Quality metrics summarize unit isolation quality. Metrics requiring only spike times (ISI violations, firing rate) are fast; metrics requiring waveforms (SNR, amplitude cutoff) need the

SortingAnalyzer
to be populated first.

import spikeinterface.qualitymetrics as sqm

# Compute a standard panel of quality metrics
metrics = sqm.compute_quality_metrics(
    analyzer,
    metric_names=[
        "snr",                    # signal-to-noise ratio of template peak
        "isi_violation",          # fraction of ISIs < refractory period
        "firing_rate",            # mean firing rate (Hz) over recording
        "presence_ratio",         # fraction of time windows with ≥1 spike
        "amplitude_cutoff",       # estimated fraction of spikes below threshold
        "nearest_neighbor",       # isolation distance in PCA space
        "silhouette_score",       # cluster separation in PCA space
    ],
)
print(metrics.head())
print(f"\nShape: {metrics.shape}")  # (n_units, n_metrics)
import pandas as pd

# Apply threshold-based curation (Allen Brain Institute defaults)
thresholds = {
    "snr":                   (">=", 5.0),
    "isi_violations_ratio":  ("<=", 0.1),
    "firing_rate":           (">=", 0.1),
    "presence_ratio":        (">=", 0.9),
    "amplitude_cutoff":      ("<=", 0.1),
}

keep = pd.Series(True, index=metrics.index)
for col, (op, val) in thresholds.items():
    if col not in metrics.columns:
        continue
    if op == ">=":
        keep &= metrics[col] >= val
    else:
        keep &= metrics[col] <= val

good_unit_ids = metrics[keep].index.tolist()
print(f"Total units:   {len(metrics)}")
print(f"Curated units: {len(good_unit_ids)} ({100*len(good_unit_ids)/len(metrics):.0f}%)")

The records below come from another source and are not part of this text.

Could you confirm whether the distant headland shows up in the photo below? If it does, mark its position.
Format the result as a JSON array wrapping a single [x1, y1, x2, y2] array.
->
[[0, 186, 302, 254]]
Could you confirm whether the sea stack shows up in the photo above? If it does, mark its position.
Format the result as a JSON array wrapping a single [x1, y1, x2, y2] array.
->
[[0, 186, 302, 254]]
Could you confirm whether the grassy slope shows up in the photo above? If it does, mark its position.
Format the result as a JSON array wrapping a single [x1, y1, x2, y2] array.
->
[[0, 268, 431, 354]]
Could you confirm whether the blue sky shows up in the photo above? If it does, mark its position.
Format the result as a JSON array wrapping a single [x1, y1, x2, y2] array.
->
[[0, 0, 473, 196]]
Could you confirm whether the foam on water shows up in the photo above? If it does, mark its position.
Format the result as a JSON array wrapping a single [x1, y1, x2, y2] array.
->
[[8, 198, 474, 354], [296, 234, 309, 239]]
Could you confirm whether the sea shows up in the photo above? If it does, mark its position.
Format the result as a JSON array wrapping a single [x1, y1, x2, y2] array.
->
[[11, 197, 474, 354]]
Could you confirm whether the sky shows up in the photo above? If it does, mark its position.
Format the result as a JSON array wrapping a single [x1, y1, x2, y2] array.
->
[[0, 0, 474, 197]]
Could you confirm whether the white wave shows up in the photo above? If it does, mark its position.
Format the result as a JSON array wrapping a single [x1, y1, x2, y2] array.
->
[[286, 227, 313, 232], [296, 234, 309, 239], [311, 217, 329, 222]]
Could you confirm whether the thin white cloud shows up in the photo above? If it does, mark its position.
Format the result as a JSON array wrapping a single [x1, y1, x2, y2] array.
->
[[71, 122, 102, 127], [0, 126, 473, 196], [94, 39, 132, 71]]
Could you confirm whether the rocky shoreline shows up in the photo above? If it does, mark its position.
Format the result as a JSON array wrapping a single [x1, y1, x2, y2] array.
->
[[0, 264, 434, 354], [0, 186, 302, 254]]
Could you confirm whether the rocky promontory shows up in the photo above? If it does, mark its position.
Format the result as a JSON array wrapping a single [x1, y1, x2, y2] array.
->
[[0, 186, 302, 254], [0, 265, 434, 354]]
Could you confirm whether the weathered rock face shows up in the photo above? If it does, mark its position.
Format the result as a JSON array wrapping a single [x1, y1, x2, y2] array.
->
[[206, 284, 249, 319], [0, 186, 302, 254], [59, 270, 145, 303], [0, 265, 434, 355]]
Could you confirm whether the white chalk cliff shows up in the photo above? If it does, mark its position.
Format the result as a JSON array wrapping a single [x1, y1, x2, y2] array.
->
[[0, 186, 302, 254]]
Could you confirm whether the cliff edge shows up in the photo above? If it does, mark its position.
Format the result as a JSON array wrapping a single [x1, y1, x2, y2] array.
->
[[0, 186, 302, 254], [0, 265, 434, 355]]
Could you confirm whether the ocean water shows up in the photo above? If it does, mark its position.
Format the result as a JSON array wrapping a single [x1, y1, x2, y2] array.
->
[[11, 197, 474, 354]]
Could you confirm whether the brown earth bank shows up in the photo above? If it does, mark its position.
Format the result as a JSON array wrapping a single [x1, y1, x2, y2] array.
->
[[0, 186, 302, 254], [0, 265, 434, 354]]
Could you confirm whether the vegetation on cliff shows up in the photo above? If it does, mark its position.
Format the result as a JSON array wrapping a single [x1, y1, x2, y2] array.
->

# Filter analyzer to good units
sorting_curated = sorting_sc2.select_units(good_unit_ids)

Module 6: Comparison and Export

Compare sorters against each other or against ground truth, then export results in shareable formats.

import spikeinterface.comparison as sc

# Compare two sorters — matches units by spike train overlap
comparison = sc.compare_two_sorters(
    sorting_sc2,
    sorting_ks4,
    sorting1_name="SpykingCircus2",
    sorting2_name="Kilosort4",
    match_score=0.5,        # minimum overlap to count as a match
    delta_time=0.4,         # coincidence window (ms)
)

# Performance summary per matched unit pair
perf = comparison.get_performance(method="by_unit")
print(perf.head(10))
# Columns: accuracy, recall, precision, false_discovery_rate, miss_rate

# Agreement score matrix (fraction overlap between all unit pairs)
agreement_matrix = comparison.get_agreement_fraction_table()
print(f"Agreement matrix shape: {agreement_matrix.shape}")
import spikeinterface.exporters as sexp

# Export curated sorting to NWB (Neurodata Without Borders)
sexp.export_to_nwb(
    sorting_curated,
    nwb_file_path="./session_sorted.nwb",
    overwrite=True,
)
print("Exported to NWB: session_sorted.nwb")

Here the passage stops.